Statistical methods for reliably updating meta-analyses

Session: 

Oral session: Statistical methods (2)

Date: 

Sunday 16 September 2018 - 14:30 to 14:50

Location: 

All authors in correct order:

Simmonds M1
1 Centre for Reviews and Dissemination, University of York, UK
Presenting author and contact person

Presenting author:

Mark Simmonds

Contact person:

Abstract text
Background:
Cochrane Reviews require updating as new studies become available, requiring multiple, repeated meta-analyses to analyse these studies. This increases the risk of attaining spurious 'statistical significance' in each analysis. As updating of reviews becomes both more common and more frequent there is an increasing risk that meta-analysis results may be misinterpreted, particularly if readers are unaware of the updating process.

Objectives:
To discuss the findings of a Cochrane-funded project, which has formally assessed a number of statistical methods for appropriately updating meta-analyses.

Methods:
Methods assessed include standard random-effects analysis, trial sequential analysis and sequential meta-analysis. These have been applied to a range of recently updated Cochrane Reviews and tested in simulation studies.

Results:
The use of standard meta-analysis methods when updating Cochrane Reviews does increase the risk of spurious findings, which would be overturned at later updates. This risk is substantial when a meta-analysis includes few trials, or the trials are very heterogeneous in their findings. Trial sequential analysis and sequential meta-analysis, and potentially Bayesian analyses, are the only statistical methods found to reduce this risk. This benefit comes at the cost of requiring more trials or review updates to reach a firm conclusion.

Conclusions:
All Cochrane Reviews should consider the risk of drawing incorrect conclusions due to repeated updating and analysis over time, particularly where reviews are updated frequently. One simple option is to consider whether the total sample size of the review is adequate. Trial sequential analysis and sequential meta-analysis offer formal statistical techniques for reliable updating of reviews, but come with greater statistical complexity that may be unnecessary in reviews with infrequent updates. These methods may be of particular importance where reviews guide clinical decision-making, where having robust evidence that an intervention is useful is essential.

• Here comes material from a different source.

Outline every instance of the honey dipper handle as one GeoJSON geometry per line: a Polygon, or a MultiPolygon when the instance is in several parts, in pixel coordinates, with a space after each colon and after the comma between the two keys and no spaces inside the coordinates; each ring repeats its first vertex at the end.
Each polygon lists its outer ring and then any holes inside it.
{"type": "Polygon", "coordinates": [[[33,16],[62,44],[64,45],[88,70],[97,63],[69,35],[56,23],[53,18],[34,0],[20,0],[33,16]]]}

Patient or healthcare consumer involvement:
This project was funded by the Cochrane Methods Innovation Fund and had no direct patient involvement. However, patients rely on reviews being up-to-date, and that medical decisions based on reviews are justified given the evidence and will not change in the future.

Relevance to patients and consumers: 

Patients and physicians rely on Cochrane reviews being up-to-date to ensure best medical practice. However, frequent updating of reviews increases the risk that the results of statistical analyses will be misinterpreted. Cochrane reviews must use the best and most appropriate statistical methods to avoid any such misinterpretation. This presentation discusses the findings of a project to investigate what statistical methods sholud be used when updating reviews, which was identified as an important area in need of research, and was funded by, the Cochrane Methods Innovation Fund. No patient partners were involved in this research.